Does Nipple Confusion Exist?
Some people do not believe this condition is real. Only about half of pediatricians and postpartum nurses agree that using bottles or pacifiers can cause nipple confusion.
Experts believe that babies who have trouble breastfeeding may be more likely to be drawn to bottles and pacifiers. So they are not sure if the bottle causes breastfeeding issues, or if the ease of bottle feedings is a solution to breastfeeding issues.
Studies have been done that support both sides of the argument.
Evidence supporting nipple confusion. One study showed that parents who introduced baby formula in the first six months of their baby's life breastfed for shorter periods of time. Experts believe this supports the theory of nipple confusion, but could also be a sign that any issue with breastfeeding, not just confusion, could lead to shorter periods of breastfeeding.

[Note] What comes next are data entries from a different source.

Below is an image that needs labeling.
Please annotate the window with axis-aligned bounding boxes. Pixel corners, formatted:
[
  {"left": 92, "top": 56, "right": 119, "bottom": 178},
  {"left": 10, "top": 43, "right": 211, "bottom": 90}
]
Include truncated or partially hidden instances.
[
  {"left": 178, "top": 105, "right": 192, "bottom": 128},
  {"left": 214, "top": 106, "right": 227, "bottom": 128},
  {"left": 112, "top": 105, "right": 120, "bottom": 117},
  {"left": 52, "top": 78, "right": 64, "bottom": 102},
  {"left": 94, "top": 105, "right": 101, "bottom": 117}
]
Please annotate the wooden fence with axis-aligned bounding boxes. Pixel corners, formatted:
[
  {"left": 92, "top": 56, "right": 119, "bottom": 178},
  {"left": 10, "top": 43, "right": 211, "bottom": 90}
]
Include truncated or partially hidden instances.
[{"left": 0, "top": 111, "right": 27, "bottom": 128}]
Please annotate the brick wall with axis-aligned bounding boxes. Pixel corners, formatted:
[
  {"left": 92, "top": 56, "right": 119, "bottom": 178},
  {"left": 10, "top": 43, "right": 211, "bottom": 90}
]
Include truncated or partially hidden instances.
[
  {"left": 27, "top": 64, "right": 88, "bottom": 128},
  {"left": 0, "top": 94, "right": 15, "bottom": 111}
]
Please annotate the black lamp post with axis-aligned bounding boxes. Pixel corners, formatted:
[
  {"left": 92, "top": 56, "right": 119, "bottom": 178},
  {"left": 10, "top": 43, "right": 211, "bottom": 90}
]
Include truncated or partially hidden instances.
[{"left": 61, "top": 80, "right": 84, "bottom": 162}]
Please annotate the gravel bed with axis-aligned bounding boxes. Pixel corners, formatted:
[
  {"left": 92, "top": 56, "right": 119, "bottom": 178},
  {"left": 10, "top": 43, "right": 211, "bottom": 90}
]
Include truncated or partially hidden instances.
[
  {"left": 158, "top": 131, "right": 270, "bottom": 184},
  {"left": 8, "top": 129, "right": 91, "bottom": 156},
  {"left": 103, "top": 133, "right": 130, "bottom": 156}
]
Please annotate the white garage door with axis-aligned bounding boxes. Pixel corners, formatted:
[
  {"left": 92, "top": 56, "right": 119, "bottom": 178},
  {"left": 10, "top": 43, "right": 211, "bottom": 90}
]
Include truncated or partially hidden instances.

Another study showed that when compared with babies who were exclusively breastfed, those who also had bottles were 26 times more likely to stop breastfeeding.
In one study about babies who had trouble breastfeeding, researchers found that the babies were less likely to continue breastfeeding if a bottle was introduced.
Another study found that babies who used pacifiers at one-month-old were much more likely to stop breastfeeding by six months old.
Evidence against nipple confusion. One study examined the sucking patterns of babies that were exclusively breastfed, exclusively bottle-fed, and a mixture of both. The study found that babies used the usual sucking pattern regardless of the method used.
Another study restricted one group's access to artificial nipples in the first five days of life, and the other group was not. Both groups were breastfed, and there was no difference between the average length of time the babies breastfed.
A study on premature babies using pacifiers found no difference in the length of time of breastfeeding.
Regardless, if you are having issues with feeding, you can ask your doctor or a lactation consultant for breastfeeding support.